La jeune femme avait été convoquée la veille au ministère de la Culture pour ce qui est décrit comme une « réunion d'intimidation ». Il n'y a eu ni procès-verbal contradictoire, ni procédure disciplinaire interne au comité d'organisation rendue publique. Son titre lui a été retiré sans qu'elle n'ait à valider la moindre décision, et sans communiqué officiel conjoint.
Cette affaire met en lumière les pratiques opaques entourant la gestion des concours de beauté nationaux. Derrière le glamour apparent, se révèle un bras de fer institutionnel où la miss s'est retrouvée seule face à l'appareil d'État. Le ministère de la Culture devient l'acteur central de cette révocation, soulevant des questions sur son rôle exact : simple tutelle ou réelle autorité de censure ? En agissant sans l'accord de l'intéressée, l'institution a transformé un événement culturel en affaire d'État.
Les motifs exacts de la convocation restent flous, et l'absence de communication officielle du ministère nourrit les spéculations. Une autorité administrative convoque une personnalité publique, crée un rapport de force dissuasif, puis agit unilatéralement. La miss Cameroun n'a visiblement pas cédé, ou ses arguments n'ont pas été entendus.

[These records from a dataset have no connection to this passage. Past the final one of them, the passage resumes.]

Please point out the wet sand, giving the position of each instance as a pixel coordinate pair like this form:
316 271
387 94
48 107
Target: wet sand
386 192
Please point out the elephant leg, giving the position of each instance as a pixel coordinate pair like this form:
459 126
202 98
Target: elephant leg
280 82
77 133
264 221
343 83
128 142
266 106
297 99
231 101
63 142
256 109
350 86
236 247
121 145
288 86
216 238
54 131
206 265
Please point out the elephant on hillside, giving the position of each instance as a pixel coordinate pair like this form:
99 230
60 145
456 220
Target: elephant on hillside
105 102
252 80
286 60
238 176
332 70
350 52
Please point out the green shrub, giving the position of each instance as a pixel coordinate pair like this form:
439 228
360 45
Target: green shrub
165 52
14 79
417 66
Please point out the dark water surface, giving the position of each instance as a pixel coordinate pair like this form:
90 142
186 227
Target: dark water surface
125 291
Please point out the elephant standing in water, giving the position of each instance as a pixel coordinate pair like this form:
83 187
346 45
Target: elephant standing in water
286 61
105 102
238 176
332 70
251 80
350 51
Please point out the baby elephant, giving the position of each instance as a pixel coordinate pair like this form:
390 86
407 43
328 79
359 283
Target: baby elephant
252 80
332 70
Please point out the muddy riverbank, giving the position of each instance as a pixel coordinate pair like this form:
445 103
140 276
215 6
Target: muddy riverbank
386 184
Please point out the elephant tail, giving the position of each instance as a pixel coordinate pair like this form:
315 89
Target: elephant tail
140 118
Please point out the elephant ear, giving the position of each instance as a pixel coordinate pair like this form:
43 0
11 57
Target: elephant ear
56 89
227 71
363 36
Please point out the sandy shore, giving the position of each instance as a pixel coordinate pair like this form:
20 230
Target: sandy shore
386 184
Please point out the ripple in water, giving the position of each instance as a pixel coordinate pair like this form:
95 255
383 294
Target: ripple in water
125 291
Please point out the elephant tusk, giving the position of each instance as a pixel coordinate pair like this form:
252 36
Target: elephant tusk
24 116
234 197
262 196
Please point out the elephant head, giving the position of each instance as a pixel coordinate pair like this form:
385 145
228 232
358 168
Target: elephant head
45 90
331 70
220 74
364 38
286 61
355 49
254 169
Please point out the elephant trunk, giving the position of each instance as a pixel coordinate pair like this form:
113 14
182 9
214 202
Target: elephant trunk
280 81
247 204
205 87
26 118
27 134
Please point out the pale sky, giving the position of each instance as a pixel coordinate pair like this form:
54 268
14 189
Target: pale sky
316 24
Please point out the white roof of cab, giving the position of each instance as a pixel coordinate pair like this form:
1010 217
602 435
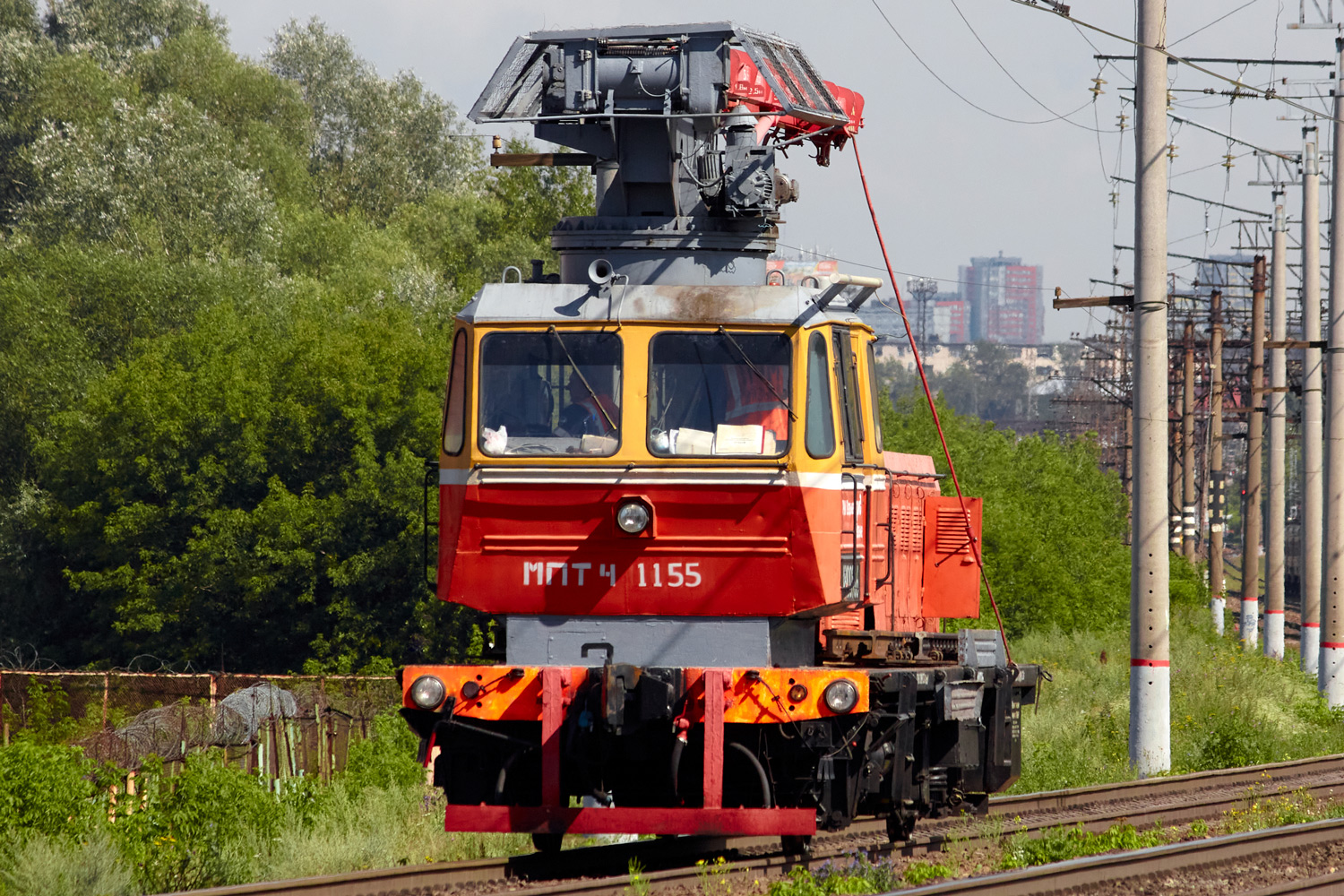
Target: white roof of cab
687 306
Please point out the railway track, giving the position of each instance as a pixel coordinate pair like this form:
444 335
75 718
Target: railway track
671 863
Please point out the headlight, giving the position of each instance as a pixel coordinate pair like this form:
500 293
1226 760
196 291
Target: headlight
840 696
427 692
632 517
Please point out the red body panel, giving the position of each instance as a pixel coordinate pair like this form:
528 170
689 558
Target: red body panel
952 575
562 820
714 548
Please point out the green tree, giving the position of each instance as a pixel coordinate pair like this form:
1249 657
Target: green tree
376 142
115 30
150 180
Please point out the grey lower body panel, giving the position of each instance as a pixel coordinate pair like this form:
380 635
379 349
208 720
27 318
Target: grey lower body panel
660 641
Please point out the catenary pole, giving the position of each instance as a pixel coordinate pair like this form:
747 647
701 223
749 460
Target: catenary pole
1254 463
1277 504
1331 673
1217 489
1314 441
1190 476
1177 444
1150 643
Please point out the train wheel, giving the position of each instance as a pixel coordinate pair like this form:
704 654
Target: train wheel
547 842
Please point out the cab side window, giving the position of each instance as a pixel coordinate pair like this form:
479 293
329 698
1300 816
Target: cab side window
847 381
873 397
454 413
820 429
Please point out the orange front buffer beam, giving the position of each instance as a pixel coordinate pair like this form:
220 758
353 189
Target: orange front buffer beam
715 685
553 719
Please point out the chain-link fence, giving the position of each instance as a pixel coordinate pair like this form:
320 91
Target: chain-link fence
279 726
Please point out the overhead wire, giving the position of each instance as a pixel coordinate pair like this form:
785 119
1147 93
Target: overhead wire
1260 93
957 93
933 408
1003 69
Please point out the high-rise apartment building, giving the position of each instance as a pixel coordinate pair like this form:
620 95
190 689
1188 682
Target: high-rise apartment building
1004 300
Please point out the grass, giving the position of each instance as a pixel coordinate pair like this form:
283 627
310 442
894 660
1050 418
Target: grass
1230 707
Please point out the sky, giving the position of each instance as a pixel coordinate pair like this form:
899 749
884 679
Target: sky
951 175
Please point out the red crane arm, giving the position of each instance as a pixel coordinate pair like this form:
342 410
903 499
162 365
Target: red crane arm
750 89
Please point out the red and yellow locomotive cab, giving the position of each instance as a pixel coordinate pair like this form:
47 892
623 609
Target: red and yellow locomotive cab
720 595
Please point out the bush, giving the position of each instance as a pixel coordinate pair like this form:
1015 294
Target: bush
46 790
203 828
386 758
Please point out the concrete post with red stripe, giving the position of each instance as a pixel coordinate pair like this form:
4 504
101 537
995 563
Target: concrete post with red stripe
1277 504
1150 622
1331 673
1254 461
1218 489
1314 443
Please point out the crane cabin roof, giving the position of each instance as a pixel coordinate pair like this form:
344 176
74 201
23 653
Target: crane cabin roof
583 304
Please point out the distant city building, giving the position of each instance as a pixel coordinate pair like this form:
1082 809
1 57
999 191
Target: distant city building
796 271
1004 300
951 319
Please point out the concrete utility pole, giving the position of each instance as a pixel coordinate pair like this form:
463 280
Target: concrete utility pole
1217 489
1314 440
1277 443
1187 446
1331 673
1150 595
1254 460
1174 466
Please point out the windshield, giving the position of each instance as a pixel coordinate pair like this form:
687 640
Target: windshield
550 392
719 394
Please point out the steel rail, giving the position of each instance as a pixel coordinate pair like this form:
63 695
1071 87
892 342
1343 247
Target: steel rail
672 860
1142 863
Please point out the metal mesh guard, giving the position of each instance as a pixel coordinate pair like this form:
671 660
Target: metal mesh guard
792 78
515 89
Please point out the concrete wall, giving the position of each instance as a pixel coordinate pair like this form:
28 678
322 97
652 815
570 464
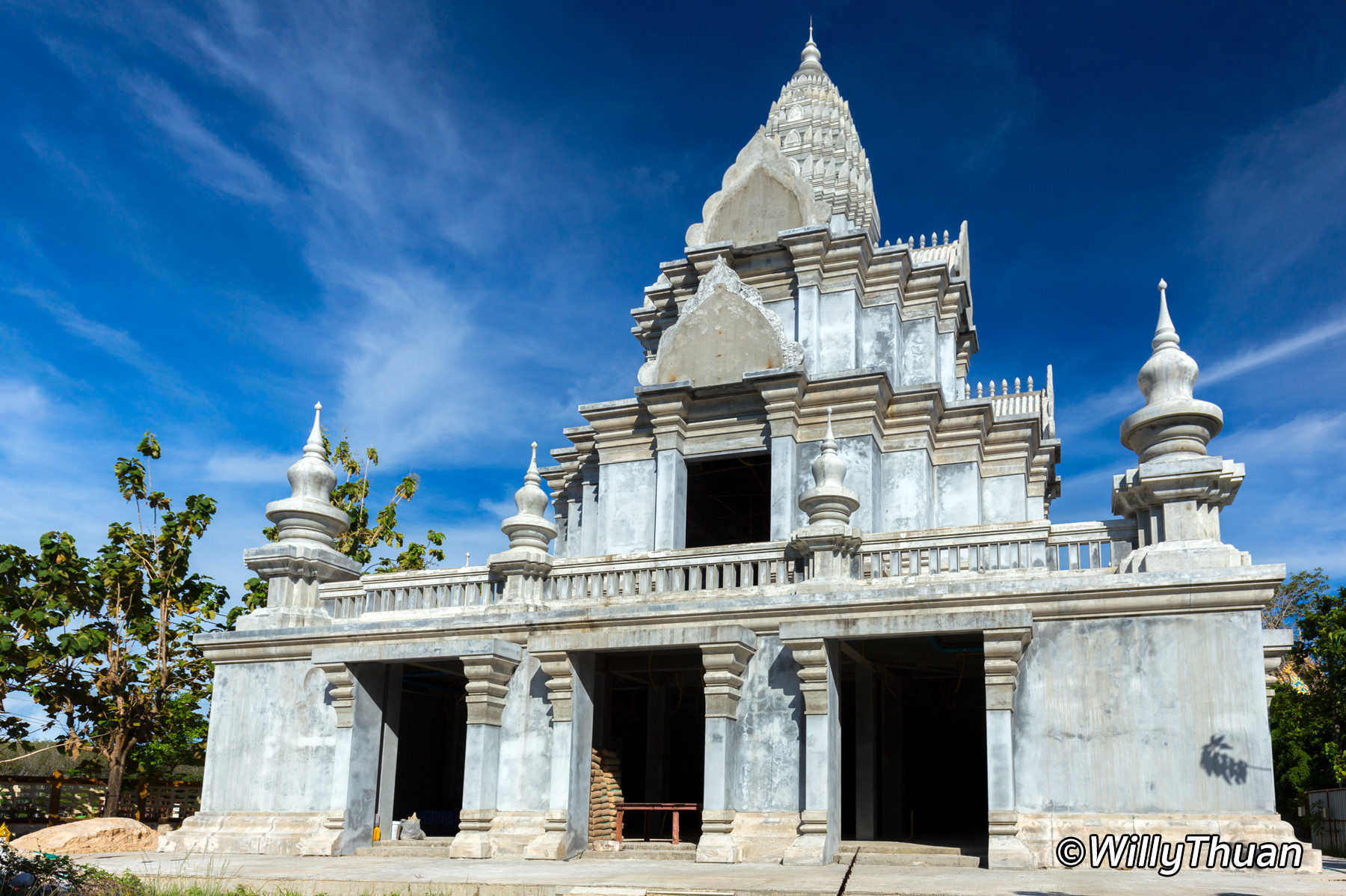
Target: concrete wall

Cette décision crée un précédent dangereux. Quel comité d'organisation peut encore garantir à une lauréate la sécurité de son mandat ? C'est la crédibilité du titre qui est en jeu. Si le ministère de la Culture peut révoquer une miss sans motif public ni accord, alors le concours perd sa légitimité populaire. Les sponsors potentiels, les partenaires et le public risquent de se détourner d'une compétition dont l'issue peut être annulée par une simple décision administrative.
Cette affaire soulève une question centrale : les reines de beauté sont-elles protégées par un statut ou totalement à la merci du pouvoir politique ? Le cas de Josiane Golonga met en lumière la fragilité des figures publiques face à des institutions qui n'ont de comptes à rendre à personne. Une clarification urgente des textes régissant les concours nationaux est nécessaire.

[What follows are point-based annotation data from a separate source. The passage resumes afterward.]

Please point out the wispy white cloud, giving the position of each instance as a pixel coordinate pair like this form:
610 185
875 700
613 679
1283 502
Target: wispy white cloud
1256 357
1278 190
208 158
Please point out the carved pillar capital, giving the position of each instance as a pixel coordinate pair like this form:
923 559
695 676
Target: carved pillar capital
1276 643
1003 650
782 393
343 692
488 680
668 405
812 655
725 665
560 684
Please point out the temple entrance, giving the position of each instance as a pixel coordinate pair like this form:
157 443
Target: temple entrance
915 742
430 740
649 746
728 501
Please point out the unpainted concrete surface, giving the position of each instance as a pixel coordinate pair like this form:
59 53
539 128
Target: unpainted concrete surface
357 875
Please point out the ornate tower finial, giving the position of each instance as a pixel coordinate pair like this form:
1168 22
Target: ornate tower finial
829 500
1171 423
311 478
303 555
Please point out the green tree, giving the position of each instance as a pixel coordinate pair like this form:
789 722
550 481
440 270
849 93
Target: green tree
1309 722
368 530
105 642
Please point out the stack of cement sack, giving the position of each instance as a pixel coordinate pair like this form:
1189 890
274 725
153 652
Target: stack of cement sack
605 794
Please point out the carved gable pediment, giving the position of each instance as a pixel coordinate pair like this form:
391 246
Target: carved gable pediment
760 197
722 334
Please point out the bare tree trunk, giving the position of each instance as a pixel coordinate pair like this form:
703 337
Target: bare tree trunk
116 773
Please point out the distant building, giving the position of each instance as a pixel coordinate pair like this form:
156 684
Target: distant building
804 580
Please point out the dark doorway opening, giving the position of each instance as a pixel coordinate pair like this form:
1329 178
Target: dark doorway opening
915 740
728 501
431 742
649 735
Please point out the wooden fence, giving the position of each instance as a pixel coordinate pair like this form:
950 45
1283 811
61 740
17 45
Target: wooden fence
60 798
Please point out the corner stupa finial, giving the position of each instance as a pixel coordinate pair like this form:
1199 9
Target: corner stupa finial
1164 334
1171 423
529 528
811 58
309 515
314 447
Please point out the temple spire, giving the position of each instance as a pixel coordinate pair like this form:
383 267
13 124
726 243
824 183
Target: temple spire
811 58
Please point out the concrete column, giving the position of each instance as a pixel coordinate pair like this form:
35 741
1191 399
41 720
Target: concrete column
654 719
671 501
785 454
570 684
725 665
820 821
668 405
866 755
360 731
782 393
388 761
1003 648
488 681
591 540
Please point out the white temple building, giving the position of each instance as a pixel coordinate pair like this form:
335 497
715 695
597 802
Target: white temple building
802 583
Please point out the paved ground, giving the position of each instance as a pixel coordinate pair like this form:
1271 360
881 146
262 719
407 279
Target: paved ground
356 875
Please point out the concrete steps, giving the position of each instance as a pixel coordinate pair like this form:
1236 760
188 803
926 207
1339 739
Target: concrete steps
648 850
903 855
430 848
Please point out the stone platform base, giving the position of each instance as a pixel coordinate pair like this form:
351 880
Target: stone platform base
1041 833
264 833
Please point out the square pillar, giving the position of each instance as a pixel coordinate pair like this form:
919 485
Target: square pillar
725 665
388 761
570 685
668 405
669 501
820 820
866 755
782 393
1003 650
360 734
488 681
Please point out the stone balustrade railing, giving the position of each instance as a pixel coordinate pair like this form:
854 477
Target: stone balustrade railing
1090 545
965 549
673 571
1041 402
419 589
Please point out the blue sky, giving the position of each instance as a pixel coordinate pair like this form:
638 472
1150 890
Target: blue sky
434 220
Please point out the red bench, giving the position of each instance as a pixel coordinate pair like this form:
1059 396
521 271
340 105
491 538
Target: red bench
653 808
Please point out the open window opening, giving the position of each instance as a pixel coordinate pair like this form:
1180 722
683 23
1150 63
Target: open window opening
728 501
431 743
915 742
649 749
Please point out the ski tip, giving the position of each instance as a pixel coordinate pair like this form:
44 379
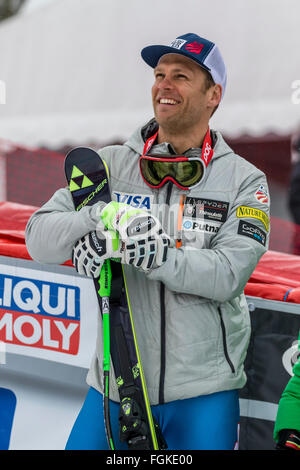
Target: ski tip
83 152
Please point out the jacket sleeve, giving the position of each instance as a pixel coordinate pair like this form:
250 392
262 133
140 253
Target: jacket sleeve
52 230
221 272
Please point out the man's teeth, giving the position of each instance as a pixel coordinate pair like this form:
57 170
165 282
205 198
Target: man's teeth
167 101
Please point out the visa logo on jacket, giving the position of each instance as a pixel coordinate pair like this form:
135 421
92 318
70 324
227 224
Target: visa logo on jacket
139 201
39 314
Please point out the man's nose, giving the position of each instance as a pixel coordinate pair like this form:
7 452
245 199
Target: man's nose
165 83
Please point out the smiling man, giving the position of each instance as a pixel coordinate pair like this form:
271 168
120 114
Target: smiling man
187 294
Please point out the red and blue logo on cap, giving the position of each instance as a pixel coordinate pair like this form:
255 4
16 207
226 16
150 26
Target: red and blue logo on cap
194 47
201 50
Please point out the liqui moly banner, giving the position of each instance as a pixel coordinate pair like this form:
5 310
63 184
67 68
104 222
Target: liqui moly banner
48 315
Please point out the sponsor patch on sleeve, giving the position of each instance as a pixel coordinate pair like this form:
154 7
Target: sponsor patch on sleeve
206 209
252 231
251 212
262 195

Par ailleurs, des sources proches du Comica (Comité Miss Cameroun) font état de manquements contractuels de la part de Josiane Golonga, notamment l'absence à des événements officiels et un différend concernant la gestion de son image et de ses activités. Le Comica lui reprocherait également l'abandon d'un véhicule de fonction et la réclamerait le remboursement de sommes investies en son nom.